Рядом истово покачивался Берг. И Цигель вспомнил слова Ормана о том, что человек, качающийся в молитве, подобен едва теплящейся, но не гаснущей свече. И еще Орман, заметил, что особенно рьяны в покаянной молитве те, кто родился с золотой ложечкой во рту, в рубашке, был богат, благополучен, не болел, не подвергался, хотя, казалось бы, более рьяно должны были просить те, у кого ничего нет.
По наблюдениям молящегося рядом Берга поведение Цигеля явно показывало, что где-то в жизни он сильно нагрешил. Или же просто человек, впервые раскаивающийся за всю прошлую жизнь, за все накопившиеся в течение десятилетий грехи, испытывает невероятную, можно даже сказать, смертельную нагрузку, как резко извлеченный из глубины вод на поверхность человек, в отличие от человека, который каждый год раскаивается за содеянное или упущенное.
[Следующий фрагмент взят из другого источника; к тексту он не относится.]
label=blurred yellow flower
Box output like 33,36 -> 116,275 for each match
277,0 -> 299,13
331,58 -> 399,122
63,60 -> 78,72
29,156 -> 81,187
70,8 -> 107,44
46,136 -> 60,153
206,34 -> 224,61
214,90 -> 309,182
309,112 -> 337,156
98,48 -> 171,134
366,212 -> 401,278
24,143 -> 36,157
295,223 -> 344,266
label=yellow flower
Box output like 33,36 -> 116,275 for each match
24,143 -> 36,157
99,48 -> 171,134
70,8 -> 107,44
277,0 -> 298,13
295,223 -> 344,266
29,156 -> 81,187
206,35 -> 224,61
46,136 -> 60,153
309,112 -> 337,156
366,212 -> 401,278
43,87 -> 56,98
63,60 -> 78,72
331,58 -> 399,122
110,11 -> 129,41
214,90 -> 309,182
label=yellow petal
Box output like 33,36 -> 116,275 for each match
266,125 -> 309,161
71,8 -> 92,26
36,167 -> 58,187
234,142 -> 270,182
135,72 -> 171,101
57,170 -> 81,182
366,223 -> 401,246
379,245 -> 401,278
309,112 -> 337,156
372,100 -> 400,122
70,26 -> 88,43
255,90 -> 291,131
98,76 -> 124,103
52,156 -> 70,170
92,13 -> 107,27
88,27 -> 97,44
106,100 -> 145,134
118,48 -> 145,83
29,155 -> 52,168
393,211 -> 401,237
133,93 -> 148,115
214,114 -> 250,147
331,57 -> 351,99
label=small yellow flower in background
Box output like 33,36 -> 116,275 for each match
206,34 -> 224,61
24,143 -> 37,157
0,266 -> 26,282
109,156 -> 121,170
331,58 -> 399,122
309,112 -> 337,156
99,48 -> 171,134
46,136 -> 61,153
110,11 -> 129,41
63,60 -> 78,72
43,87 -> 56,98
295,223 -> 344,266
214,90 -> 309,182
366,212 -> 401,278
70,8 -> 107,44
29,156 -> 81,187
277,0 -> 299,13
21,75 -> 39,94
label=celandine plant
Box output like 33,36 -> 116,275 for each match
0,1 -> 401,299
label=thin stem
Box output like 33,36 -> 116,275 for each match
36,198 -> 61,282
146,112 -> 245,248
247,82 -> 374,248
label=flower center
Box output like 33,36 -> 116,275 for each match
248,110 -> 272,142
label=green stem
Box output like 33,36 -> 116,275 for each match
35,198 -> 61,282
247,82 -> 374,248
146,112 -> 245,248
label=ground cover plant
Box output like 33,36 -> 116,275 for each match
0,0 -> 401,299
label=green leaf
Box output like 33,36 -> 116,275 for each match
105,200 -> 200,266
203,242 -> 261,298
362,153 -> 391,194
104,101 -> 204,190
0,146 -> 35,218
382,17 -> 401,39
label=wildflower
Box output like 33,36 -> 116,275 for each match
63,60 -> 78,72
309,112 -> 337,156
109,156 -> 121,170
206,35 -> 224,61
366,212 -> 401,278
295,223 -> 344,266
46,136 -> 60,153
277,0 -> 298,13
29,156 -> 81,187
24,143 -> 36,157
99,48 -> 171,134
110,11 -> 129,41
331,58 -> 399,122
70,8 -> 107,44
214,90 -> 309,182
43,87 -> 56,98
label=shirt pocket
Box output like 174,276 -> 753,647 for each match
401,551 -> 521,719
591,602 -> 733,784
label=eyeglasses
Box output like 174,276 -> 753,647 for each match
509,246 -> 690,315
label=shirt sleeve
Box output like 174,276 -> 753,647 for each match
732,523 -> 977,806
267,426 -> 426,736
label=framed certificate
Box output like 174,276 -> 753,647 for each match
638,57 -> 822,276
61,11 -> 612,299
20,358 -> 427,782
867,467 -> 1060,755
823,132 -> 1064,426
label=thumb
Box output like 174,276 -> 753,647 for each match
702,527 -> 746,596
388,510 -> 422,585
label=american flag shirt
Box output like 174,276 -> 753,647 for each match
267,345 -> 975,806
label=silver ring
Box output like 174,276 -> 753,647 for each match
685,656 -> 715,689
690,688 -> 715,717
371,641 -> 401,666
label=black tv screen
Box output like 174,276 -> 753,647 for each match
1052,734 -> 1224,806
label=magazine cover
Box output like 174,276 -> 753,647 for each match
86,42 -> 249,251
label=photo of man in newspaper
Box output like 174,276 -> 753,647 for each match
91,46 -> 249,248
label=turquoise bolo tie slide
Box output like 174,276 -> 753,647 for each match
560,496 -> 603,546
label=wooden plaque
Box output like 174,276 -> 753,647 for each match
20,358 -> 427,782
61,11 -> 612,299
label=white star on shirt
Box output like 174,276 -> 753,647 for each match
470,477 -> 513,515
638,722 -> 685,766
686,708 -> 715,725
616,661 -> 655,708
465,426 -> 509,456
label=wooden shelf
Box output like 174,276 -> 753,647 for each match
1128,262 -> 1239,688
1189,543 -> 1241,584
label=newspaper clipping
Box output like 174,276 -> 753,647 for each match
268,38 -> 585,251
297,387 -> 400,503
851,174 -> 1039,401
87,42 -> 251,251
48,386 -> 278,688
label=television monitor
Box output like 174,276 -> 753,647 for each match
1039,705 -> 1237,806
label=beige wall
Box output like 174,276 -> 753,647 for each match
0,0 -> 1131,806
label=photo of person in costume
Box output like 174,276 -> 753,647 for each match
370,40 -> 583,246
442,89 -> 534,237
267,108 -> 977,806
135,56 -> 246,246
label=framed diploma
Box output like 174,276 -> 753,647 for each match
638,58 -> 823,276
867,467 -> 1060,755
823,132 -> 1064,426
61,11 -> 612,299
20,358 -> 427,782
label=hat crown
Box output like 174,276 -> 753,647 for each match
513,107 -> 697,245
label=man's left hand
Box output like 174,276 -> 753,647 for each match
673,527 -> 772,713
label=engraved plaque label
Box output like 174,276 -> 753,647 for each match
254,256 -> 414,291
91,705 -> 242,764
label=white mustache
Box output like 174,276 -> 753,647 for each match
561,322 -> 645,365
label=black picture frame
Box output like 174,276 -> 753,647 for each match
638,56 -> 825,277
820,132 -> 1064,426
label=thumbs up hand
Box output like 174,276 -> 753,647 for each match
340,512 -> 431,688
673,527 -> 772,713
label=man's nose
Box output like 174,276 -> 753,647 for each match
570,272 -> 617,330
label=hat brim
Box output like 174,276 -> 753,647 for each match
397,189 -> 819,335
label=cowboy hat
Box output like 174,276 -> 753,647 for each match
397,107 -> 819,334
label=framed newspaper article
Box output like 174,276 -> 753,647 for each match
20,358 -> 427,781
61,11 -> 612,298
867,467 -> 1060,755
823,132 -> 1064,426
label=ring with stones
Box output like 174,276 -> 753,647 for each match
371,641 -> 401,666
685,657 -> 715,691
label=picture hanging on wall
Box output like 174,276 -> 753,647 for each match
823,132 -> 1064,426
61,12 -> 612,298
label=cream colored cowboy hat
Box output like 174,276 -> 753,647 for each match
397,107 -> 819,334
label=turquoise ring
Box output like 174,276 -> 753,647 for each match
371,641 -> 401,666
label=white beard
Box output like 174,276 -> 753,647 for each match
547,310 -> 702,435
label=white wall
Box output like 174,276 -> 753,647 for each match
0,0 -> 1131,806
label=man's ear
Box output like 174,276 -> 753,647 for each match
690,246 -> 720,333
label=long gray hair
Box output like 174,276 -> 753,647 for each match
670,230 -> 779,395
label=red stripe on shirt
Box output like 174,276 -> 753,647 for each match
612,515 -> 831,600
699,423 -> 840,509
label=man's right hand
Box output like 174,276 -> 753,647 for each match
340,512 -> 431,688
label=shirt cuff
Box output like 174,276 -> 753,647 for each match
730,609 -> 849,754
По завершению молитв кануна Судного дня они еще посидели в парке у дома. На этот раз говорил Берг. Цигель молчал, имея вид человека, который все еще пытается выкарабкаться из-под навалившихся на него глыб после землетрясения.
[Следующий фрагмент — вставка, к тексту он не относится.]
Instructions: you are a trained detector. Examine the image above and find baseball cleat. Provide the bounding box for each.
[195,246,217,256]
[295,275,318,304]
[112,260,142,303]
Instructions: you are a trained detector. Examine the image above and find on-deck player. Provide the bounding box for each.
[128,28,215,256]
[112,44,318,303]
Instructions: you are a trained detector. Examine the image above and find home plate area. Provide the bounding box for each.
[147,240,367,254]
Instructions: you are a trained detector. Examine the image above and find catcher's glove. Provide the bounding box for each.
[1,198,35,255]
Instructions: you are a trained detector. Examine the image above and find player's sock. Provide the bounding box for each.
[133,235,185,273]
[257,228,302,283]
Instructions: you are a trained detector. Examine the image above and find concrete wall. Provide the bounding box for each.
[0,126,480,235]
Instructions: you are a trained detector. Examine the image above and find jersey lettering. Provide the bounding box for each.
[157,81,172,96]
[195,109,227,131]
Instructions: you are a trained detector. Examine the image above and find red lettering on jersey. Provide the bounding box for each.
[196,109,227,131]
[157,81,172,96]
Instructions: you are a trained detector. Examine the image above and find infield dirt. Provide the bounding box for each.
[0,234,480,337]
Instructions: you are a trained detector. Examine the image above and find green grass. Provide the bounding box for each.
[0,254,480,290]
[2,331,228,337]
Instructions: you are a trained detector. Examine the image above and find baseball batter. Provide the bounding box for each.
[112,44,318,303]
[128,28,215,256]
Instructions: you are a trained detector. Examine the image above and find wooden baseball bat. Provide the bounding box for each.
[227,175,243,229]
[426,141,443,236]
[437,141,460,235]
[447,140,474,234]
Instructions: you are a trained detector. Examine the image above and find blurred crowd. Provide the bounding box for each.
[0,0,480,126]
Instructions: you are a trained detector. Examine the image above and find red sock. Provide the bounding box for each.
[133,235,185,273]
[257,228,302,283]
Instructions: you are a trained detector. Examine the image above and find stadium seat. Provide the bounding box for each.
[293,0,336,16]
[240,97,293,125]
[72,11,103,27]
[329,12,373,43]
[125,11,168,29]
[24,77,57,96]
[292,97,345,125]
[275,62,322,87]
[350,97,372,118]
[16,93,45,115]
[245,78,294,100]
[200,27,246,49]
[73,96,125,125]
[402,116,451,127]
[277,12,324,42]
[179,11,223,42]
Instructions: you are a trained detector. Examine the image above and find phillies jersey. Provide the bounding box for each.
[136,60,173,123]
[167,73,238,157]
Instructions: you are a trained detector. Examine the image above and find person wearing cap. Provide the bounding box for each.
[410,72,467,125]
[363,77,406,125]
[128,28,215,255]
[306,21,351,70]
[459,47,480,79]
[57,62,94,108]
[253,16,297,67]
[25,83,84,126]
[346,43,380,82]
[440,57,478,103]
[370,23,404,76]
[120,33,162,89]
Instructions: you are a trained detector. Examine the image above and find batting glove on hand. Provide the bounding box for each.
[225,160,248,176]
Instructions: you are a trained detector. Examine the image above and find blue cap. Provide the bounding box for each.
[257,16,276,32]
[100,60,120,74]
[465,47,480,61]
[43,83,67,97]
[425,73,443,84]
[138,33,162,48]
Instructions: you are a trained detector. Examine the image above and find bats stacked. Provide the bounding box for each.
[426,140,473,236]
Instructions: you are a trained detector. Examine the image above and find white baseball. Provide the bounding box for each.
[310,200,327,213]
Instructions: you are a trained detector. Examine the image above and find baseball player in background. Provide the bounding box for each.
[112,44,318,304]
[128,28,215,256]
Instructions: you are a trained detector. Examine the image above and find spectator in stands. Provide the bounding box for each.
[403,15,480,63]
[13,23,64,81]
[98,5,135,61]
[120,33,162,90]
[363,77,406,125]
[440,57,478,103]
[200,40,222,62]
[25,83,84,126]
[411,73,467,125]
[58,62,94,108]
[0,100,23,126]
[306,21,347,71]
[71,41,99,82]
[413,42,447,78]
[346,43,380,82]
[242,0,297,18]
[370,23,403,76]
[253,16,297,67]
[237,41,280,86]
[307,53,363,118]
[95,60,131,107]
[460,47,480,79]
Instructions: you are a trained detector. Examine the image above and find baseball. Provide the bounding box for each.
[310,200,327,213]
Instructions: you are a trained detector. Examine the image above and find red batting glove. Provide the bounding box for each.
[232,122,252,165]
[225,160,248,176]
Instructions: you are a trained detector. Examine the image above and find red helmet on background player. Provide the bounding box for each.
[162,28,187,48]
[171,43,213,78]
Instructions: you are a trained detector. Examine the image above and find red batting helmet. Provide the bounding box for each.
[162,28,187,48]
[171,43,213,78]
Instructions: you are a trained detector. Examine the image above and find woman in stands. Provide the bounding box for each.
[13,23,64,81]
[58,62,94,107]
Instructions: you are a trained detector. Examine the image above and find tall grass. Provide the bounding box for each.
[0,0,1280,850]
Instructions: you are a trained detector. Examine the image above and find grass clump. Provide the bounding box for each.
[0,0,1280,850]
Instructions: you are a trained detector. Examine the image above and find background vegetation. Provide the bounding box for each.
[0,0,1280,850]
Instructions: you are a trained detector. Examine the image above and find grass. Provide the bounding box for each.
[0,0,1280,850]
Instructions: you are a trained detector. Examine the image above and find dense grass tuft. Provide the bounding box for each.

«Я знаю, явление Святого, благословенно имя Его, в душе человека, подавляет ее не только своей неохватной мощью, но, главное, неотступностью. Душа пытается вырваться, сбежать, но мощь эта настигает ее, изливается на нее, подобно всемирному потопу, в котором, конечно же, можно погибнуть или спастись как праведник Ной».
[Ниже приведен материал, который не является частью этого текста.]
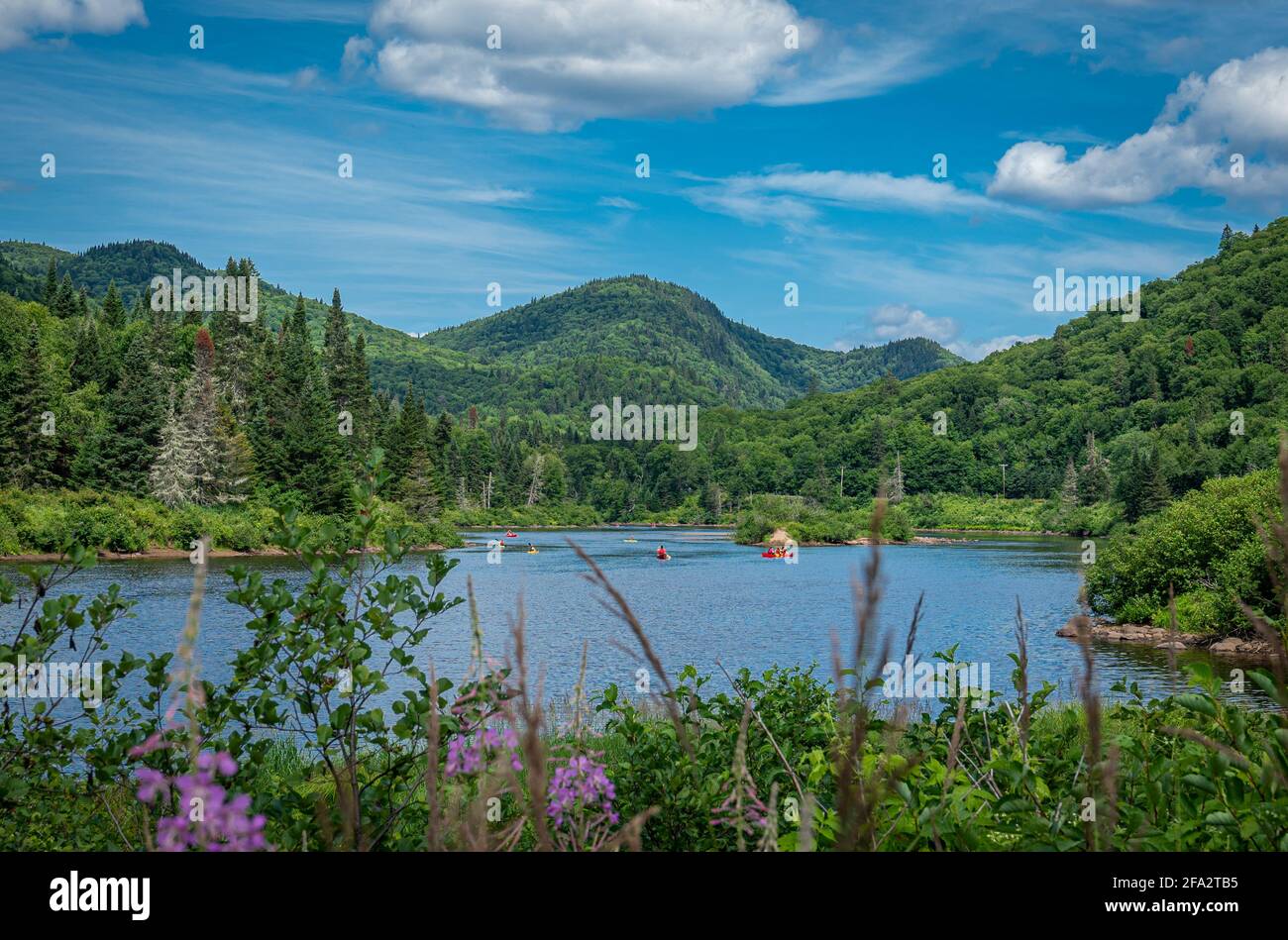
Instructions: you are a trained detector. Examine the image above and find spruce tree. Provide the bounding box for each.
[0,323,60,489]
[42,255,58,310]
[149,390,193,506]
[93,343,166,496]
[1078,433,1112,506]
[103,280,125,330]
[1140,454,1172,515]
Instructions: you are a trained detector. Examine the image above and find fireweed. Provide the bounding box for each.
[446,728,523,777]
[137,751,271,853]
[546,755,621,849]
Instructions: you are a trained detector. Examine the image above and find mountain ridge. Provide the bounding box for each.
[0,240,963,413]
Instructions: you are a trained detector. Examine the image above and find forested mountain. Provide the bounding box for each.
[0,219,1288,529]
[425,275,962,411]
[675,218,1288,519]
[0,241,961,415]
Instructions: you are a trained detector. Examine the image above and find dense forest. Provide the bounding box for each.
[0,219,1288,556]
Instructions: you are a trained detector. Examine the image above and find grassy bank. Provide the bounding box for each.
[735,493,1122,545]
[0,453,1288,851]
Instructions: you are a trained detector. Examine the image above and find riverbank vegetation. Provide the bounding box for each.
[1087,451,1288,635]
[0,219,1288,546]
[0,458,1288,851]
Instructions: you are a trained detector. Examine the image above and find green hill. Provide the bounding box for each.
[699,218,1288,518]
[425,275,962,409]
[0,241,961,415]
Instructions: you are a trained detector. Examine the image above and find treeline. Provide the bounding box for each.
[0,213,1288,532]
[0,259,566,528]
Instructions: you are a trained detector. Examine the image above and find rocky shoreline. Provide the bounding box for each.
[1055,619,1272,662]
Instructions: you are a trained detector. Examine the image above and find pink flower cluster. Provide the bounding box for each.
[138,752,271,853]
[447,728,523,777]
[546,755,618,827]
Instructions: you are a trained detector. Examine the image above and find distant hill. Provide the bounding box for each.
[0,241,962,415]
[425,275,962,407]
[699,218,1288,518]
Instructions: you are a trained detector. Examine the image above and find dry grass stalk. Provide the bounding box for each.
[564,538,695,759]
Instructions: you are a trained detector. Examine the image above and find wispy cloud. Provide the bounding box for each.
[0,0,149,51]
[988,49,1288,209]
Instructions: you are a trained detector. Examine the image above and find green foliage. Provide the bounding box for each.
[1087,471,1283,632]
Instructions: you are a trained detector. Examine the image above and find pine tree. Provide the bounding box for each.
[69,317,107,391]
[890,454,903,503]
[103,280,125,330]
[398,451,439,522]
[0,323,59,488]
[1140,454,1172,515]
[51,274,76,319]
[1060,458,1078,512]
[1078,433,1111,506]
[323,288,351,380]
[149,390,192,506]
[42,255,58,310]
[150,327,249,506]
[90,343,166,496]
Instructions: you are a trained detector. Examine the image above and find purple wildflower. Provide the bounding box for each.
[138,752,270,853]
[546,755,618,827]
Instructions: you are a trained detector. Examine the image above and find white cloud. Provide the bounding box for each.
[595,196,640,213]
[358,0,818,132]
[948,334,1046,362]
[291,65,318,91]
[0,0,149,49]
[871,304,957,343]
[988,49,1288,209]
[832,304,1042,362]
[340,36,376,78]
[759,36,949,106]
[684,168,1031,227]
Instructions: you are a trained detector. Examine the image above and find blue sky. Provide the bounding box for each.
[0,0,1288,358]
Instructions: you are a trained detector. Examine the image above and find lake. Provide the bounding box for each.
[3,527,1253,700]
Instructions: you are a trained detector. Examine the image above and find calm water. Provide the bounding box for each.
[0,528,1262,699]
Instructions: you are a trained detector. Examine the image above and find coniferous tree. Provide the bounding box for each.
[150,327,249,506]
[103,280,125,330]
[69,317,107,391]
[51,274,76,319]
[1216,226,1234,255]
[91,343,166,496]
[1078,433,1112,506]
[1140,454,1172,515]
[0,323,59,488]
[42,255,58,303]
[1060,458,1078,512]
[149,394,192,506]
Уже был поздний час, когда Цигель укатил на велосипеде домой. Вид взрослого, осторожно пробирающегося среди массы раскатывающих во все стороны – на велосипедах, самокатах, роликовых коньках – детей, был более странен, чем редко проезжающие, издающие слабые гудки, машины скорой помощи.
Речь шла о том, что Берг отлучится из дому более чем на неделю. Утром должна была прийти за ним машина от генерала Йогева, поэтому с вечера Малка приготовила ему на все это время в баночках кошерную еду, которую надо было лишь разогревать.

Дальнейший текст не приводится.